Elizabeth Warden

Personal information
- Full name: Elizabeth Warden
- National team: Canada
- Born: February 3, 1978 (age 48) Scarborough, Ontario
- Height: 1.70 m (5 ft 7 in)
- Weight: 57 kg (126 lb)

Sport
- Sport: Swimming
- Strokes: Backstroke, medley
- College team: University of Toronto

Medal record
Women's swimming
Representing Canada
Commonwealth Games
| Silver medal – second place | 1998 Kuala Lumpur | 400 m medley |

= Elizabeth Warden (swimmer) =

Canadian swimmer

Elizabeth Warden (born February 3, 1978) is a Canadian former competitive swimmer who specialized in backstroke and individual medley events. She won a silver medal in the 400-metre individual medley at the 1998 Commonwealth Games in Kuala Lumpur, Malaysia, with a time of 4:47.69. Warden was also a member of the swimming team, and a graduate of the University of Toronto.

Warden qualified for three swimming events at the 2004 Summer Olympics in Athens, by attaining an A-standard entry time of 2:13.60 in the 200-metre individual medley from the Canadian national championships in Victoria, British Columbia.
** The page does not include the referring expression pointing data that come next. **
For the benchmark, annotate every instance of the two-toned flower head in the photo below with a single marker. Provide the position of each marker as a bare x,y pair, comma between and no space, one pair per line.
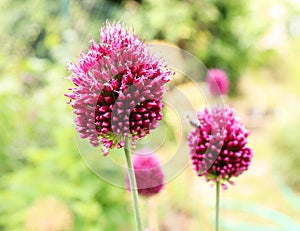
217,82
118,89
148,174
218,145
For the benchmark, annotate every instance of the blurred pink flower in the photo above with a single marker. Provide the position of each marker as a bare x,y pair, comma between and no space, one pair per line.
148,174
218,145
217,81
118,89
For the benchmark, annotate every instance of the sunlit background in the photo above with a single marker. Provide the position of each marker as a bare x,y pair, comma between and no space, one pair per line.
45,185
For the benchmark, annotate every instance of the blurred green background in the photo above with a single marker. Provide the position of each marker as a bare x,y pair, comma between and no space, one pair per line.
44,184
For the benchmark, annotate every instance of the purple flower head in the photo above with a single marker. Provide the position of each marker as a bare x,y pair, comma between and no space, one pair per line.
148,174
217,81
218,145
118,89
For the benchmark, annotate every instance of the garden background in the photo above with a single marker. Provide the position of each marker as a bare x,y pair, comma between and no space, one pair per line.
42,174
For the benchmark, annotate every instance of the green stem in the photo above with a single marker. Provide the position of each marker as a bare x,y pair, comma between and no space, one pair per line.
133,187
217,204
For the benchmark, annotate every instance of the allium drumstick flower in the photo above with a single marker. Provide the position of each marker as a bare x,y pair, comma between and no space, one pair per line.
148,174
217,81
118,89
218,145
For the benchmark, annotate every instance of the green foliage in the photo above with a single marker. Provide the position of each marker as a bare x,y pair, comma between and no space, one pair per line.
38,157
286,141
219,33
On the first day of the competition, Warden placed second behind Hungary's Éva Risztov in the third heat of the women's 400-metre individual medley, with a time of 4:46.27. In the 200-metre individual medley, Warden failed to qualify for the final, as she finished fifteenth overall in the semifinal run, in a second slowest time of 2:17.32. In her third event, 200-metre backstroke, Warden missed two places in the semifinals, by 0.76 of a second behind Croatia's Sanja Jovanović, on the morning's preliminary heats with a time of 2:15.77.